Sabine sautillait sur place. Puis, elle partit chercher le paquet. Pendant que les filles repoussaient les pots de glace, Morgan le déposa sur la table. Elle souleva le couvercle et poussa un cri de surprise :
— Qu'est-ce que c'est que ça ?
— Il me semble que c'est Emily.
— Oui ça va, je la reconnais. Mais comment aurait-il pu savoir ?
— Étrange coïncidence ! répondit Sabine.
— Je ne crois pas aux coïncidences.
— Moi, je dirais que c'est plutôt la providence, ajouta Sheila.
— Vous êtes folles toutes les deux ! D'ailleurs, il est hors de question que je porte l'un de ses cadeaux.
— Et pourquoi pas ? Après la manière dont il t'a traitée, tu peux au moins récupérer ça.

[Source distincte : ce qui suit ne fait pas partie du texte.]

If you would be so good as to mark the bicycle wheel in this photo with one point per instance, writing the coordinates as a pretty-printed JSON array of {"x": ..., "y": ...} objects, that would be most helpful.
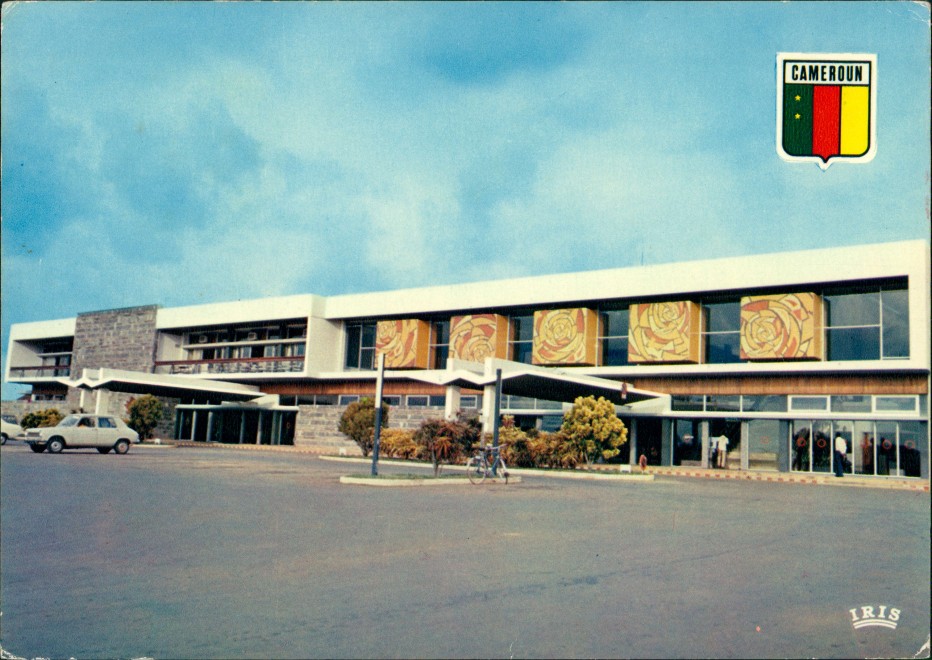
[
  {"x": 476, "y": 469},
  {"x": 502, "y": 470}
]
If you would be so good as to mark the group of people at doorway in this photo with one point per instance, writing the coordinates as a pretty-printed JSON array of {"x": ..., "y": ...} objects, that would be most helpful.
[{"x": 718, "y": 449}]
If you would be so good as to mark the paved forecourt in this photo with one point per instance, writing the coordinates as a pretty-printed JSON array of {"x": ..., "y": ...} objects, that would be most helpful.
[{"x": 192, "y": 552}]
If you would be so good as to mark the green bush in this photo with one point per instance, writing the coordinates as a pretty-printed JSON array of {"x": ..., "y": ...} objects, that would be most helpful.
[
  {"x": 145, "y": 413},
  {"x": 358, "y": 423},
  {"x": 447, "y": 440},
  {"x": 41, "y": 418}
]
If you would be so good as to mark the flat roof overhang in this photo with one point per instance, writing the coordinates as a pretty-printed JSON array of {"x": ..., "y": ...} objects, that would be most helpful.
[
  {"x": 525, "y": 380},
  {"x": 137, "y": 382}
]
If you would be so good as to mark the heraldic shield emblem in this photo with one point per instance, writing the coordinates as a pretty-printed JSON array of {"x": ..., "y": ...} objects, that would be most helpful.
[{"x": 826, "y": 107}]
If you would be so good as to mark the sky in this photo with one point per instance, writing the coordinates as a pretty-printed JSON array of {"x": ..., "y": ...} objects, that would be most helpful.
[{"x": 194, "y": 152}]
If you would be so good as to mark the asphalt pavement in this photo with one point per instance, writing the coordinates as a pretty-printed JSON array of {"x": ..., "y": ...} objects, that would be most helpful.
[{"x": 191, "y": 552}]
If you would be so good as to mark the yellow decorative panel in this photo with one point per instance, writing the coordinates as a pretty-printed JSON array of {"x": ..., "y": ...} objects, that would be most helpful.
[
  {"x": 664, "y": 332},
  {"x": 781, "y": 327},
  {"x": 565, "y": 336},
  {"x": 405, "y": 343},
  {"x": 478, "y": 336}
]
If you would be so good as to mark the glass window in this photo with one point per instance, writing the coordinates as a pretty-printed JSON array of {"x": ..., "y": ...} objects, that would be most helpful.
[
  {"x": 851, "y": 403},
  {"x": 718, "y": 402},
  {"x": 722, "y": 334},
  {"x": 852, "y": 309},
  {"x": 895, "y": 404},
  {"x": 808, "y": 403},
  {"x": 440, "y": 343},
  {"x": 522, "y": 338},
  {"x": 687, "y": 402},
  {"x": 614, "y": 339},
  {"x": 763, "y": 403},
  {"x": 853, "y": 343},
  {"x": 360, "y": 345},
  {"x": 895, "y": 304}
]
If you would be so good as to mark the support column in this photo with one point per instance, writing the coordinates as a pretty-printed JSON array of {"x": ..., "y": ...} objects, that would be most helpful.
[{"x": 452, "y": 405}]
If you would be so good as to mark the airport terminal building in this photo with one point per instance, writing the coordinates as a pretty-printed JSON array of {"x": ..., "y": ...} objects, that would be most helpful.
[{"x": 779, "y": 353}]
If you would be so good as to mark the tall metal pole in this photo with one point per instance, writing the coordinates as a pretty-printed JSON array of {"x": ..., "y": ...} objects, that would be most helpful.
[
  {"x": 378, "y": 415},
  {"x": 497, "y": 414}
]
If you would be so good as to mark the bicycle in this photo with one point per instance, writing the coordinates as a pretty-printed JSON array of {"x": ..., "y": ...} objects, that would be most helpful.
[{"x": 486, "y": 463}]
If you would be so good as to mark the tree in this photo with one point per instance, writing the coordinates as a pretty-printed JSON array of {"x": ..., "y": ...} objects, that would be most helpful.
[
  {"x": 41, "y": 418},
  {"x": 592, "y": 429},
  {"x": 358, "y": 423},
  {"x": 145, "y": 413},
  {"x": 447, "y": 440}
]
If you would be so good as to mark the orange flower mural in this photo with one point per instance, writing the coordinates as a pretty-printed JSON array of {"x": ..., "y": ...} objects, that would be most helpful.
[
  {"x": 478, "y": 336},
  {"x": 664, "y": 332},
  {"x": 565, "y": 336},
  {"x": 405, "y": 343},
  {"x": 781, "y": 327}
]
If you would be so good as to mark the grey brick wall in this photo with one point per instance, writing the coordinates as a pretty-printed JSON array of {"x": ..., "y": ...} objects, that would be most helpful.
[{"x": 115, "y": 339}]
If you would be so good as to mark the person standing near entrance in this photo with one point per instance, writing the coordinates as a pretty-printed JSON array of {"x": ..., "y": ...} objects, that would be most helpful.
[
  {"x": 721, "y": 444},
  {"x": 841, "y": 449}
]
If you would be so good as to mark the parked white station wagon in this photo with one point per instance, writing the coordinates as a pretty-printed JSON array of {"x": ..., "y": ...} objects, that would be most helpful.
[{"x": 77, "y": 431}]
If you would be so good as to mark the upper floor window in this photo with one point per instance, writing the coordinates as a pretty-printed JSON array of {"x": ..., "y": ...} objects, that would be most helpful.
[
  {"x": 521, "y": 344},
  {"x": 360, "y": 345},
  {"x": 440, "y": 343},
  {"x": 722, "y": 331},
  {"x": 614, "y": 337},
  {"x": 867, "y": 323}
]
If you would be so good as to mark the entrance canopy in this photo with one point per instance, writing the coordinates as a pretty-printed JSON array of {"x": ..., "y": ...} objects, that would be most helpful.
[
  {"x": 519, "y": 379},
  {"x": 137, "y": 382}
]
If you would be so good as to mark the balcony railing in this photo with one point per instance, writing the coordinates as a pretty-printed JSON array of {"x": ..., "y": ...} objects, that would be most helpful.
[
  {"x": 289, "y": 364},
  {"x": 45, "y": 371}
]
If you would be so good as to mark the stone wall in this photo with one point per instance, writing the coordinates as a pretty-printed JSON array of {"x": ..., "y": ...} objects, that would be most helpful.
[{"x": 115, "y": 339}]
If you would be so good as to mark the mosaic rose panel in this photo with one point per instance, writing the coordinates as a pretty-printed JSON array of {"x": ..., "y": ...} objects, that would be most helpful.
[
  {"x": 565, "y": 336},
  {"x": 405, "y": 343},
  {"x": 664, "y": 332},
  {"x": 478, "y": 336},
  {"x": 781, "y": 327}
]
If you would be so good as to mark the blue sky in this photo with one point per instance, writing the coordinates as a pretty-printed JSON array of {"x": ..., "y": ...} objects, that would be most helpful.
[{"x": 182, "y": 153}]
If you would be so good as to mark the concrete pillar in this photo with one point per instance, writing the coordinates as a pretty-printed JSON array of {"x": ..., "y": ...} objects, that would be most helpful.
[
  {"x": 452, "y": 405},
  {"x": 102, "y": 401}
]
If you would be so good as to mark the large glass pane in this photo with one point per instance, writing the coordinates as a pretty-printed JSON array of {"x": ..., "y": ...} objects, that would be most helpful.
[
  {"x": 731, "y": 402},
  {"x": 615, "y": 351},
  {"x": 687, "y": 445},
  {"x": 853, "y": 309},
  {"x": 863, "y": 454},
  {"x": 895, "y": 323},
  {"x": 912, "y": 448},
  {"x": 723, "y": 348},
  {"x": 853, "y": 343},
  {"x": 763, "y": 403},
  {"x": 801, "y": 448},
  {"x": 886, "y": 448},
  {"x": 615, "y": 323},
  {"x": 763, "y": 436},
  {"x": 723, "y": 317},
  {"x": 851, "y": 403},
  {"x": 845, "y": 430}
]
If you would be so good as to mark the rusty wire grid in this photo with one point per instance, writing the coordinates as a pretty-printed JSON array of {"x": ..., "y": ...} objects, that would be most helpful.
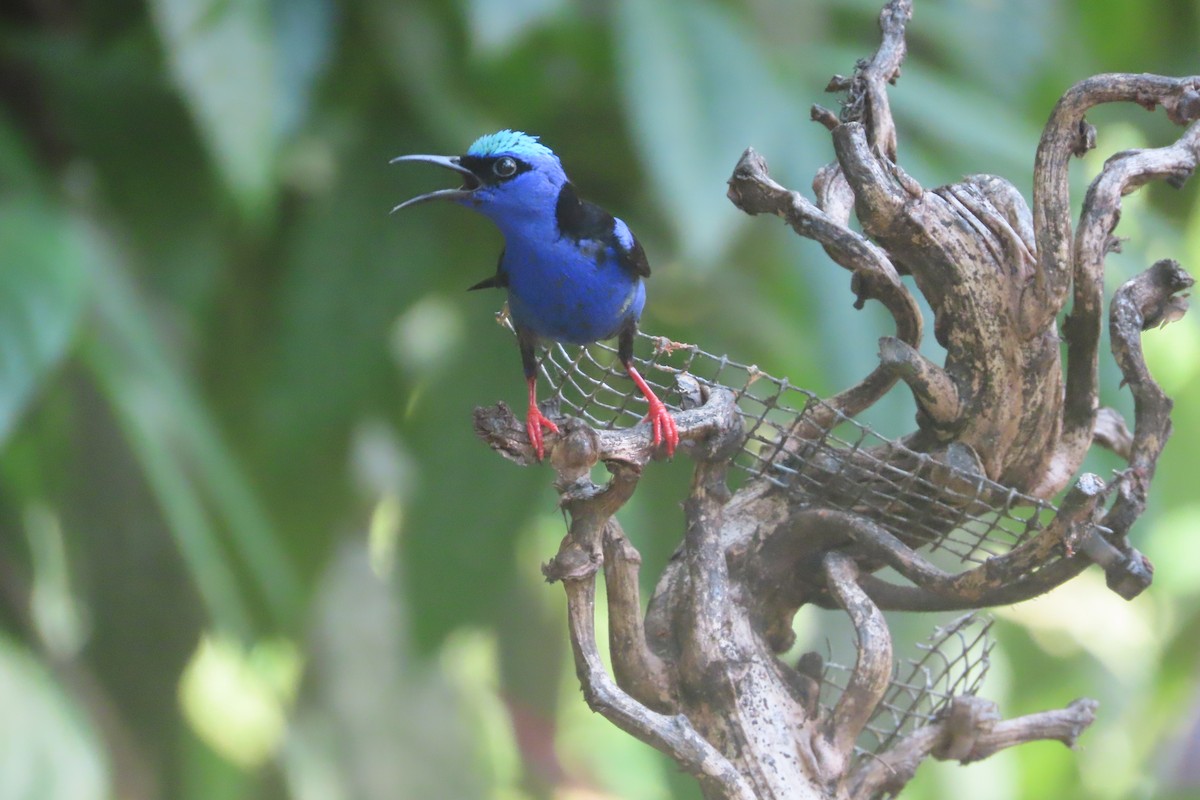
[
  {"x": 845, "y": 464},
  {"x": 953, "y": 662}
]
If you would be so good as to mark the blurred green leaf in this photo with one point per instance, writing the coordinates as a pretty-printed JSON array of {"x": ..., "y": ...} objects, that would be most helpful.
[
  {"x": 697, "y": 92},
  {"x": 48, "y": 750},
  {"x": 43, "y": 283},
  {"x": 222, "y": 55},
  {"x": 186, "y": 462}
]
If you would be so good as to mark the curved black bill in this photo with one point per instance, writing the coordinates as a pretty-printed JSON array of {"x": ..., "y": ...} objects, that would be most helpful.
[{"x": 450, "y": 162}]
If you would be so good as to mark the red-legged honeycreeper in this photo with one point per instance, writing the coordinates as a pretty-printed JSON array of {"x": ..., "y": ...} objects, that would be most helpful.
[{"x": 573, "y": 271}]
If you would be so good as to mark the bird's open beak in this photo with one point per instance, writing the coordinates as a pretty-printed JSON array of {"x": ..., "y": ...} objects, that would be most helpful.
[{"x": 450, "y": 162}]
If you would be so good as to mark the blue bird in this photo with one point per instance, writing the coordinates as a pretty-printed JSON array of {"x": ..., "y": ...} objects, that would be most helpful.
[{"x": 573, "y": 271}]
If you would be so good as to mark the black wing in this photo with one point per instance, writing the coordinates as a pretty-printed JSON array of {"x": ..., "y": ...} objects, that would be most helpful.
[
  {"x": 580, "y": 220},
  {"x": 498, "y": 281}
]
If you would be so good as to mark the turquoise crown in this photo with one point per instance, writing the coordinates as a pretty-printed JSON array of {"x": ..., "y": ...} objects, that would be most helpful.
[{"x": 514, "y": 143}]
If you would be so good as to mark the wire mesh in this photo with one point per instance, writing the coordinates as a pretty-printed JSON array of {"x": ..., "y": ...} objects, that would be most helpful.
[
  {"x": 801, "y": 444},
  {"x": 954, "y": 661}
]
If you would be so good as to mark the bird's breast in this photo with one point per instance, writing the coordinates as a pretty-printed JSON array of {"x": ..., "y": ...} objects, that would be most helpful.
[{"x": 571, "y": 292}]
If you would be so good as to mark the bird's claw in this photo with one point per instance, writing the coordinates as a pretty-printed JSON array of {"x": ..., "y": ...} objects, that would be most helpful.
[
  {"x": 534, "y": 422},
  {"x": 663, "y": 425}
]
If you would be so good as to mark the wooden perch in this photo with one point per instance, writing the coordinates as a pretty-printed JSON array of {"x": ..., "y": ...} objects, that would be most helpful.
[{"x": 1001, "y": 423}]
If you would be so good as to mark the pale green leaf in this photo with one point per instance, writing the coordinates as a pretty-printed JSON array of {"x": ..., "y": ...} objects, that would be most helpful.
[{"x": 43, "y": 282}]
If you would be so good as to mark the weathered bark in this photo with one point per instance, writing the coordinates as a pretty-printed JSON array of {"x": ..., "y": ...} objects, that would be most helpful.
[{"x": 1001, "y": 423}]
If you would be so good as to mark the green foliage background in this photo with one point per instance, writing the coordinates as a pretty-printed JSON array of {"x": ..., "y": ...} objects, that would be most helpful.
[{"x": 249, "y": 545}]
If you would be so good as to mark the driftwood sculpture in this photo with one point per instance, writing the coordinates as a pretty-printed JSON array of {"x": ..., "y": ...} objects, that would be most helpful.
[{"x": 961, "y": 509}]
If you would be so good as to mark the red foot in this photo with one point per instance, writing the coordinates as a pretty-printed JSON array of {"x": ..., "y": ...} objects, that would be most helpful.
[
  {"x": 535, "y": 421},
  {"x": 660, "y": 420}
]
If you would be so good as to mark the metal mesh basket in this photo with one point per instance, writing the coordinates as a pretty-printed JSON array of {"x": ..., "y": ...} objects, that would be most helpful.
[
  {"x": 801, "y": 444},
  {"x": 954, "y": 662}
]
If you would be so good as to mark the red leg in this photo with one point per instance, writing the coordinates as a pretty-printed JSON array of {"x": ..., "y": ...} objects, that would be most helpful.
[
  {"x": 535, "y": 420},
  {"x": 659, "y": 417}
]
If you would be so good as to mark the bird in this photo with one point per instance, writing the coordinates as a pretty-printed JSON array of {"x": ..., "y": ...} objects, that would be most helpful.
[{"x": 573, "y": 271}]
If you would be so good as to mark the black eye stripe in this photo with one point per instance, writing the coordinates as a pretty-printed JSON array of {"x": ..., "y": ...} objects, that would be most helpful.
[{"x": 490, "y": 170}]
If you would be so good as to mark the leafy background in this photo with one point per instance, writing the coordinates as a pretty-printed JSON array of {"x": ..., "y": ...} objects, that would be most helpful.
[{"x": 249, "y": 546}]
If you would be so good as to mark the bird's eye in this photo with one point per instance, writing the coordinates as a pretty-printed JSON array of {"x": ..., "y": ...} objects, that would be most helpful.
[{"x": 505, "y": 167}]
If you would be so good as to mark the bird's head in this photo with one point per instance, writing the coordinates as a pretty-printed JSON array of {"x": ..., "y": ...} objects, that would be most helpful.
[{"x": 507, "y": 175}]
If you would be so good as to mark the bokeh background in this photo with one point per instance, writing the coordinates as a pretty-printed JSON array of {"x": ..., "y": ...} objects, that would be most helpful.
[{"x": 249, "y": 545}]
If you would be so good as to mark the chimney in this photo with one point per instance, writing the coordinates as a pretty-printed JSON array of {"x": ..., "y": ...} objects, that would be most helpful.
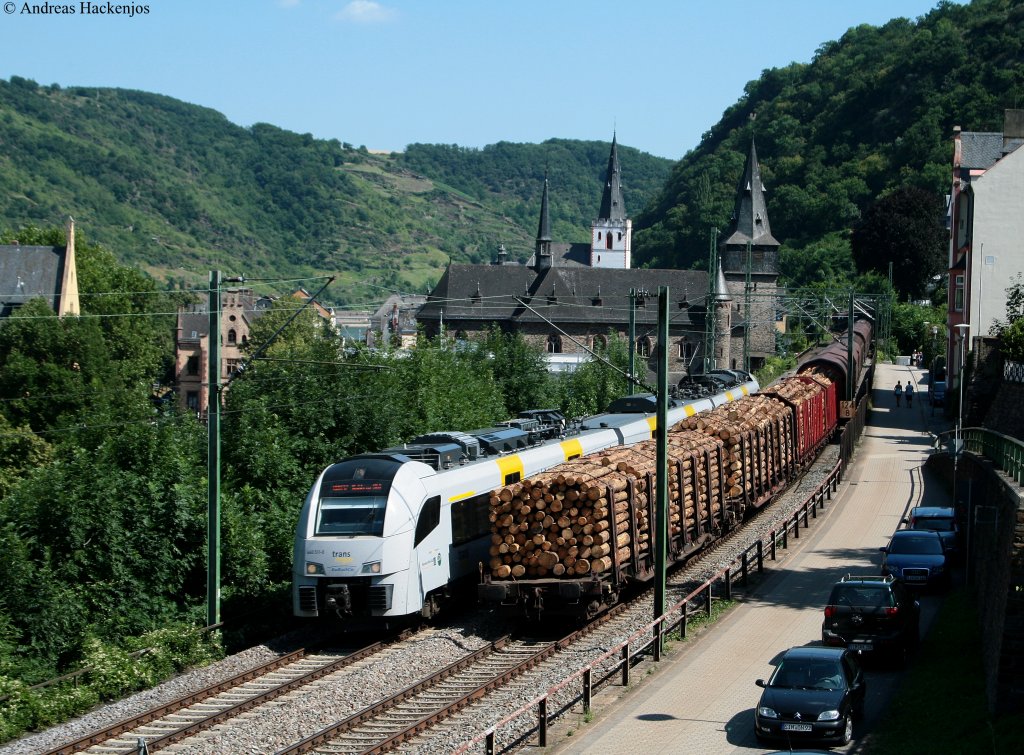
[{"x": 1013, "y": 126}]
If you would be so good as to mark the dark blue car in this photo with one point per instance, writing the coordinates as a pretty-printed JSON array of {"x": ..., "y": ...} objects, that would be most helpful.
[
  {"x": 814, "y": 694},
  {"x": 915, "y": 557},
  {"x": 937, "y": 518}
]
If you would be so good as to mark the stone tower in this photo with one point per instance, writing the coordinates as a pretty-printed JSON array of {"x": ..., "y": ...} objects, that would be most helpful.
[
  {"x": 750, "y": 244},
  {"x": 611, "y": 233}
]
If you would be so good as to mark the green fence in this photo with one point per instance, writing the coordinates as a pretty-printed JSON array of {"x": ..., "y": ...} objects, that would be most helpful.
[{"x": 1006, "y": 453}]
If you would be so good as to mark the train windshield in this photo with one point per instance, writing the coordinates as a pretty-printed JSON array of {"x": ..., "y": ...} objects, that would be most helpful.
[{"x": 351, "y": 515}]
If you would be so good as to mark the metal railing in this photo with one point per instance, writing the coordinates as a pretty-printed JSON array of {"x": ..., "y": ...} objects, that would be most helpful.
[{"x": 1006, "y": 452}]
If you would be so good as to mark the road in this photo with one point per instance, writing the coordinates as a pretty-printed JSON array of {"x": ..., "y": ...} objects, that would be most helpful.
[{"x": 702, "y": 699}]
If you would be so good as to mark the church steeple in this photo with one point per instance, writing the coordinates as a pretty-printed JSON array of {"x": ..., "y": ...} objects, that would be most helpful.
[
  {"x": 611, "y": 233},
  {"x": 542, "y": 252},
  {"x": 612, "y": 207},
  {"x": 750, "y": 217}
]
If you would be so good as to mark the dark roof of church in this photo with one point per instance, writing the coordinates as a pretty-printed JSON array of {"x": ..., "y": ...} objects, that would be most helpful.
[
  {"x": 561, "y": 294},
  {"x": 566, "y": 255},
  {"x": 751, "y": 214},
  {"x": 29, "y": 273},
  {"x": 612, "y": 207},
  {"x": 980, "y": 150}
]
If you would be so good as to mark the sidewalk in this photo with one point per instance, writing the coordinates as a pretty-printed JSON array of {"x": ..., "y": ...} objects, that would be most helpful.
[{"x": 701, "y": 698}]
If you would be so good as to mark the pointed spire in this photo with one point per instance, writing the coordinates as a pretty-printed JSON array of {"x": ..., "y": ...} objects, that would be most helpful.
[
  {"x": 544, "y": 227},
  {"x": 612, "y": 207},
  {"x": 751, "y": 213},
  {"x": 542, "y": 253},
  {"x": 721, "y": 288}
]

Sans compter que, si tu ne le portes pas, il va finir à la poubelle. Ce serait dommage.
"C'est moi, l'autre femme." Voilà ce que ce présent signifiait. Et il était vraiment blessant. Néanmoins, ses amies avaient raison. Le déguisement était, très étonnamment, bien réalisé et très ressemblant. Cela devait vraiment valoir une fortune.
— Très bien, je vais le mettre, vous voilà contentes ?
— Allez, va l'essayer ! l'enjoignirent-elles.
Elle se dirigea vers la salle de bain et enfila la robe de mariée morbide. Bien sûr, elle n'avait pas la peau bleue, pourtant, lorsqu'elle mit le costume, elle sentit une part de son âme pleurer. Une profonde tristesse l'envahissait, mais elle ne savait pas à quoi cela était dû. Et, alors qu'elle se regardait dans le miroir, elle eut le sentiment que son esprit l'emmenait ailleurs. Dans un autre lieu et une autre époque. Elle voyait un trou creusé juste devant elle. Et elle ne pouvait pas bouger. Ni quand on l'installait dans le trou, et encore moins lorsqu'on la recouvrait de terre. Une profonde frayeur l'étreignait. Alors, elle hurla. Et elle se retrouva de nouveau entre les murs réconfortants de son appartement.